Wow, you too? It's really amazing that there aren't more people like us - you are the first adult I've met who's been deaf and then hearing like me. I still have problems, but they're mainly auditory processing problems. I was a lip-reader, and I still feel like I need to watch someone talking in order to understand what they're saying. Phones drive me nuts!! If I can't see a person talking, it's hard for me to understand them.
I don't have hearing aids yet (I'm 43) but I probably will someday in the not-to-distant future. I'm really glad you found some that work for you!
The hardest part of deafness is the fact that no one knows your deaf - others just think you are stupid or rude. But there are so many things I learned from being deaf - and I know that even in the silence, life is beautiful. How many times I have heard people say "oh, I wouldn't want to live if I were handicapped". I know they are saying it out of ignorance, but I can testify - life was still fun, still wonderful, I still loved and was loved, even when I couldn't hear. Life was sometimes more difficult, but it was still worth living. Hearing is just one very small part of living, and I am still me - with or without it.

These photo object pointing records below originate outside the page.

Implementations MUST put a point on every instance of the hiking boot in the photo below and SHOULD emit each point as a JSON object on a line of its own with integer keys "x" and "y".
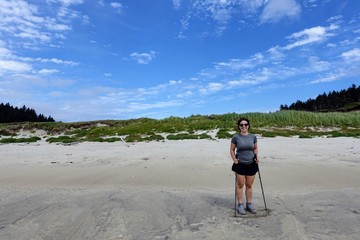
{"x": 241, "y": 209}
{"x": 250, "y": 208}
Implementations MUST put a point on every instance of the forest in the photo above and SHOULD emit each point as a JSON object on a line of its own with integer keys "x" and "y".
{"x": 10, "y": 114}
{"x": 335, "y": 101}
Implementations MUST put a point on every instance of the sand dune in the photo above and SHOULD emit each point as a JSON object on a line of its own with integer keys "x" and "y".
{"x": 178, "y": 190}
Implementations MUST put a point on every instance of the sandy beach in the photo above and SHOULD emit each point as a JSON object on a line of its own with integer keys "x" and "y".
{"x": 178, "y": 190}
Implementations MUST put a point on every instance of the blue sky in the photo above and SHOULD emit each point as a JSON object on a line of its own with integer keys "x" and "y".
{"x": 80, "y": 60}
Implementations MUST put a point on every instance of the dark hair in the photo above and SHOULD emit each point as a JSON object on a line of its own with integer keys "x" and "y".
{"x": 243, "y": 119}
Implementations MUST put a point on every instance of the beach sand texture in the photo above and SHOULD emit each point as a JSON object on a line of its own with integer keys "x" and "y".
{"x": 178, "y": 190}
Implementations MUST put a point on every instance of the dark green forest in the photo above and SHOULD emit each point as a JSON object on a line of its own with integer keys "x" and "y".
{"x": 10, "y": 114}
{"x": 342, "y": 101}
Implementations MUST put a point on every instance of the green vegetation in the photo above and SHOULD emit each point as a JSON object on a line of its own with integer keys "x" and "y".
{"x": 282, "y": 123}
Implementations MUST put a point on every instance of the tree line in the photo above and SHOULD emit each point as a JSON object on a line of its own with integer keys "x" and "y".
{"x": 332, "y": 101}
{"x": 10, "y": 114}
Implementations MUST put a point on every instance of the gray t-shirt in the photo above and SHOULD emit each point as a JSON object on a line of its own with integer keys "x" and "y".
{"x": 244, "y": 147}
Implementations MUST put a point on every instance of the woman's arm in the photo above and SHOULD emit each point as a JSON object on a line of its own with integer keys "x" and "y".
{"x": 256, "y": 150}
{"x": 232, "y": 153}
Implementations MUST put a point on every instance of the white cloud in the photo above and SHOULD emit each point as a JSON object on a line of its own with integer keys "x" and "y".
{"x": 143, "y": 58}
{"x": 117, "y": 6}
{"x": 275, "y": 10}
{"x": 13, "y": 66}
{"x": 310, "y": 35}
{"x": 211, "y": 88}
{"x": 176, "y": 3}
{"x": 352, "y": 55}
{"x": 48, "y": 71}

I hope that this girl felt the same. Witnesses say she was simply trying to cross the tracks - that means that she simply didn't catch those forward vibrations. So sad.

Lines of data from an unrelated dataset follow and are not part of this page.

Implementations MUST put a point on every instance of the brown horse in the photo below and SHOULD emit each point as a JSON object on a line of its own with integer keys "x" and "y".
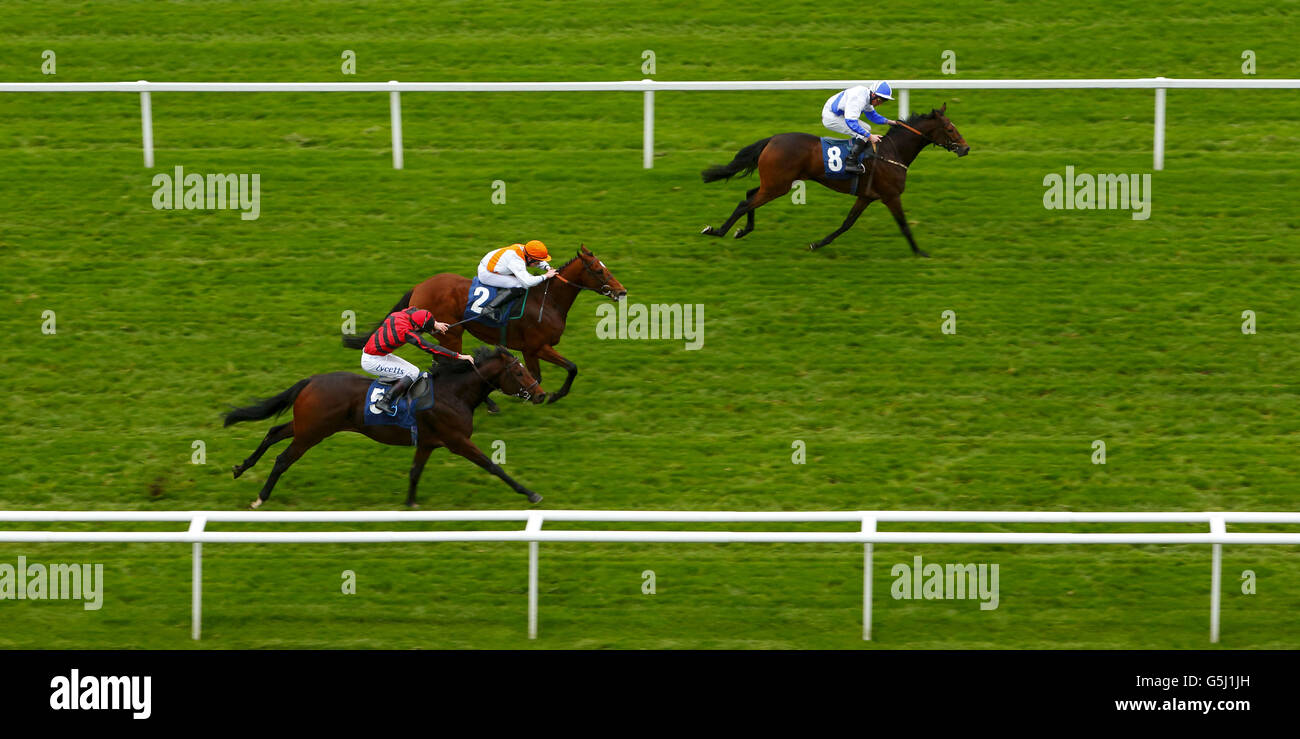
{"x": 785, "y": 158}
{"x": 534, "y": 333}
{"x": 328, "y": 403}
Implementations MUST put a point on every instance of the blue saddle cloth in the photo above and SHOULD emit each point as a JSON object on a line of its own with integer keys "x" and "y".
{"x": 833, "y": 152}
{"x": 482, "y": 294}
{"x": 403, "y": 411}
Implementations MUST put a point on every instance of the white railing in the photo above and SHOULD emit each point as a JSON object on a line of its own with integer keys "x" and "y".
{"x": 198, "y": 535}
{"x": 646, "y": 87}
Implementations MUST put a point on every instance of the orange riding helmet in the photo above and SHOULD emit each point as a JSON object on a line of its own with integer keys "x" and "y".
{"x": 537, "y": 250}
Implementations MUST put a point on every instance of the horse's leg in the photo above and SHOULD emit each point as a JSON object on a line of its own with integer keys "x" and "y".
{"x": 848, "y": 224}
{"x": 467, "y": 449}
{"x": 749, "y": 216}
{"x": 731, "y": 220}
{"x": 549, "y": 354}
{"x": 453, "y": 340}
{"x": 895, "y": 206}
{"x": 750, "y": 204}
{"x": 286, "y": 458}
{"x": 276, "y": 435}
{"x": 421, "y": 456}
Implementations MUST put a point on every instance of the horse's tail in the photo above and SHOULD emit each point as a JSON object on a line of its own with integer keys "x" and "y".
{"x": 744, "y": 163}
{"x": 358, "y": 341}
{"x": 271, "y": 406}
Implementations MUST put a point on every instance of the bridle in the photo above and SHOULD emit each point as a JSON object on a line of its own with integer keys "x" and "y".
{"x": 950, "y": 146}
{"x": 525, "y": 393}
{"x": 603, "y": 289}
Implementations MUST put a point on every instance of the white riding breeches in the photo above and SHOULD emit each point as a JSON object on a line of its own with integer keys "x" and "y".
{"x": 389, "y": 366}
{"x": 498, "y": 280}
{"x": 837, "y": 125}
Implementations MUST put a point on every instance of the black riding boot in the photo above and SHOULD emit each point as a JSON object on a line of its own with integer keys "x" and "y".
{"x": 852, "y": 165}
{"x": 393, "y": 394}
{"x": 503, "y": 295}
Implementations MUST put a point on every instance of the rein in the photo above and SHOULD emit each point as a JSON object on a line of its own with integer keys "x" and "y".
{"x": 947, "y": 146}
{"x": 560, "y": 277}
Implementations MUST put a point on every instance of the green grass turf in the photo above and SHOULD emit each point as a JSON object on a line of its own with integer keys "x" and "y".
{"x": 1071, "y": 325}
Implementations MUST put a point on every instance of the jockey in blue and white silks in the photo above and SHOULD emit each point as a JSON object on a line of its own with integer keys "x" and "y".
{"x": 841, "y": 113}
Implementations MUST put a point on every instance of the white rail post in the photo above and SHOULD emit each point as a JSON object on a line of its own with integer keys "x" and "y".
{"x": 196, "y": 524}
{"x": 147, "y": 126}
{"x": 648, "y": 134}
{"x": 534, "y": 523}
{"x": 1160, "y": 129}
{"x": 1216, "y": 577}
{"x": 395, "y": 112}
{"x": 869, "y": 526}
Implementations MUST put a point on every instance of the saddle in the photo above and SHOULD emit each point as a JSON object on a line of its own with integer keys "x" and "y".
{"x": 417, "y": 393}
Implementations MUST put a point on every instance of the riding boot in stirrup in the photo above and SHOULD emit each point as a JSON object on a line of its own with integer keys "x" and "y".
{"x": 393, "y": 394}
{"x": 502, "y": 297}
{"x": 852, "y": 164}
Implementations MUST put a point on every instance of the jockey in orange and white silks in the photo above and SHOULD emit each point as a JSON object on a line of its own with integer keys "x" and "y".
{"x": 841, "y": 113}
{"x": 507, "y": 267}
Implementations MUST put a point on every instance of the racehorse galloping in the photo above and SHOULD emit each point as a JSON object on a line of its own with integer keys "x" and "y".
{"x": 534, "y": 333}
{"x": 328, "y": 403}
{"x": 785, "y": 158}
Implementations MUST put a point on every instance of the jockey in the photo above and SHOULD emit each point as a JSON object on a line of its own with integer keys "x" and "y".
{"x": 401, "y": 327}
{"x": 507, "y": 267}
{"x": 843, "y": 109}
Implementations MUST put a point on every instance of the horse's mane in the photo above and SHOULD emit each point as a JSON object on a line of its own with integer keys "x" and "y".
{"x": 447, "y": 367}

I seem to recall it was about 60% loss of hearing at the time. Caused by an inner ear infection after a really bad cold at the time, and I had to take antibiotics for several years after that just so it wouldn't happen again, and to build up my immune system.
By the time I was 6 years old, my parents had me screened for hearing aids, and not long after, I was enjoying hearing again. The most difficult part of that was having to go to speech pathologists right at the school for 6 years to speak and hear clearly, and all that ended right around age 12.

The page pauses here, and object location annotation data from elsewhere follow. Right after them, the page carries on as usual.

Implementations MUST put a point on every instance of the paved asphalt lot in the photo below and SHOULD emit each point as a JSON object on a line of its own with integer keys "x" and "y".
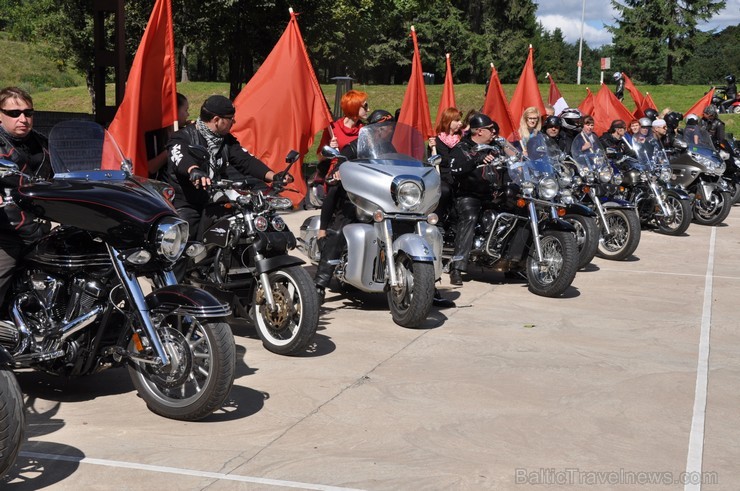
{"x": 626, "y": 383}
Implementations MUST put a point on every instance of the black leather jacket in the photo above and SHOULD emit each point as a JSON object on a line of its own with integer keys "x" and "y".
{"x": 180, "y": 161}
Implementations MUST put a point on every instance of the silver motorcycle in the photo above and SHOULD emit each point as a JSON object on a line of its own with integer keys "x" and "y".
{"x": 394, "y": 246}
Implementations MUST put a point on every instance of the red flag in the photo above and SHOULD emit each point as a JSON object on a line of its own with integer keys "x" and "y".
{"x": 636, "y": 95}
{"x": 150, "y": 100}
{"x": 527, "y": 92}
{"x": 606, "y": 109}
{"x": 555, "y": 99}
{"x": 698, "y": 107}
{"x": 282, "y": 107}
{"x": 414, "y": 110}
{"x": 647, "y": 102}
{"x": 587, "y": 105}
{"x": 496, "y": 107}
{"x": 448, "y": 93}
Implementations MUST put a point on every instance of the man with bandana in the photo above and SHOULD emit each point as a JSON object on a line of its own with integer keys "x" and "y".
{"x": 191, "y": 178}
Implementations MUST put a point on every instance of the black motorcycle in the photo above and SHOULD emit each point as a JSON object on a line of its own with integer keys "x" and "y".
{"x": 245, "y": 262}
{"x": 516, "y": 233}
{"x": 76, "y": 304}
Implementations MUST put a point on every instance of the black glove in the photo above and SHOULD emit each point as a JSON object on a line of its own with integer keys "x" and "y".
{"x": 196, "y": 175}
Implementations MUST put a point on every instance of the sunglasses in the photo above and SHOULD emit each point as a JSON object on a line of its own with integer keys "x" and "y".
{"x": 16, "y": 113}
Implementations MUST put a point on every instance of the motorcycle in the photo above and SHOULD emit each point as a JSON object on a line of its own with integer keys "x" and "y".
{"x": 645, "y": 180}
{"x": 516, "y": 231}
{"x": 12, "y": 415}
{"x": 595, "y": 184}
{"x": 76, "y": 304}
{"x": 698, "y": 170}
{"x": 581, "y": 217}
{"x": 245, "y": 263}
{"x": 394, "y": 247}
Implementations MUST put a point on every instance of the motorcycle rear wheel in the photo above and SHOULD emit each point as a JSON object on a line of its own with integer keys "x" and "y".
{"x": 200, "y": 374}
{"x": 680, "y": 218}
{"x": 291, "y": 327}
{"x": 12, "y": 420}
{"x": 714, "y": 213}
{"x": 411, "y": 302}
{"x": 624, "y": 236}
{"x": 556, "y": 272}
{"x": 587, "y": 237}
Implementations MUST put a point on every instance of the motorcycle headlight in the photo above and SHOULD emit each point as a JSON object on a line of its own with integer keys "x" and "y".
{"x": 605, "y": 174}
{"x": 548, "y": 188}
{"x": 407, "y": 192}
{"x": 171, "y": 237}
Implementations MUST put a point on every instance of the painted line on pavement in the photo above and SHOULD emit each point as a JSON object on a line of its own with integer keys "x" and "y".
{"x": 696, "y": 437}
{"x": 183, "y": 472}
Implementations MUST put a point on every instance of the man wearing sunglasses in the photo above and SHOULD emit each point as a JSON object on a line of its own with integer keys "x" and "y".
{"x": 27, "y": 148}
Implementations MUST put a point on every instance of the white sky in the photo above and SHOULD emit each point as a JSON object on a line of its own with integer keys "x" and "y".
{"x": 566, "y": 14}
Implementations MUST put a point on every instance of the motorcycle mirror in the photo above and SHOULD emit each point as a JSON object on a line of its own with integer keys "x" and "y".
{"x": 199, "y": 152}
{"x": 7, "y": 167}
{"x": 330, "y": 152}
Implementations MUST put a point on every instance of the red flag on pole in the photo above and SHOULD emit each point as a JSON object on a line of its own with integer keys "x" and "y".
{"x": 606, "y": 109}
{"x": 587, "y": 105}
{"x": 282, "y": 107}
{"x": 150, "y": 100}
{"x": 448, "y": 93}
{"x": 527, "y": 92}
{"x": 555, "y": 99}
{"x": 636, "y": 94}
{"x": 496, "y": 107}
{"x": 698, "y": 107}
{"x": 414, "y": 110}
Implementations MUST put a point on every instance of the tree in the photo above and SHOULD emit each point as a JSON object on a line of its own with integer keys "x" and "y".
{"x": 652, "y": 37}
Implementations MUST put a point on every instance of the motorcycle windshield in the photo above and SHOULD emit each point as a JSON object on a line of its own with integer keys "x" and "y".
{"x": 389, "y": 143}
{"x": 82, "y": 146}
{"x": 698, "y": 139}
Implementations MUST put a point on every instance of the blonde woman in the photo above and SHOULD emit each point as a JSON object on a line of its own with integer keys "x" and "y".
{"x": 529, "y": 125}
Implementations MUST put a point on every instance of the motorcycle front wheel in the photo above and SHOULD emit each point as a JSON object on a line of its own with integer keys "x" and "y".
{"x": 289, "y": 328}
{"x": 12, "y": 420}
{"x": 587, "y": 237}
{"x": 411, "y": 301}
{"x": 715, "y": 210}
{"x": 200, "y": 374}
{"x": 623, "y": 237}
{"x": 555, "y": 273}
{"x": 680, "y": 216}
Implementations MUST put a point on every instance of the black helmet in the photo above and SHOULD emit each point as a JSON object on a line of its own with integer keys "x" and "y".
{"x": 651, "y": 113}
{"x": 672, "y": 119}
{"x": 480, "y": 120}
{"x": 552, "y": 122}
{"x": 571, "y": 118}
{"x": 379, "y": 116}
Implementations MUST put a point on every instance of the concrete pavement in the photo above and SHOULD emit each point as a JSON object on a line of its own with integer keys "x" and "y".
{"x": 597, "y": 390}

So, I even know how to read lips in difficult situations as well.
I got a pair of digital hearing aids a couple years ago, and those really help, even in noisy environments like restaurants, and work much better than the analog hearing aids I had used for years. They have like 10,000 different adjustments that the doctor can make, but he only adjusted 6 of those settings. (volume and equalization).
A couple years ago, I had an MRI and CAT scan done to see if I was a candidate for a cochlear implant. They concluded the bone structure was such that I could get those implants, but my hearing is right below the threshold of being a candidate. My hearing specialist said generally those with 80% or higher hearing loss are candidates, and mine was something like 65% in the right ear, and 72% in the left ear.
So he put me on hearing aids for now, and has me come in for a hearing screening once a year. So the implants are more or less still an option.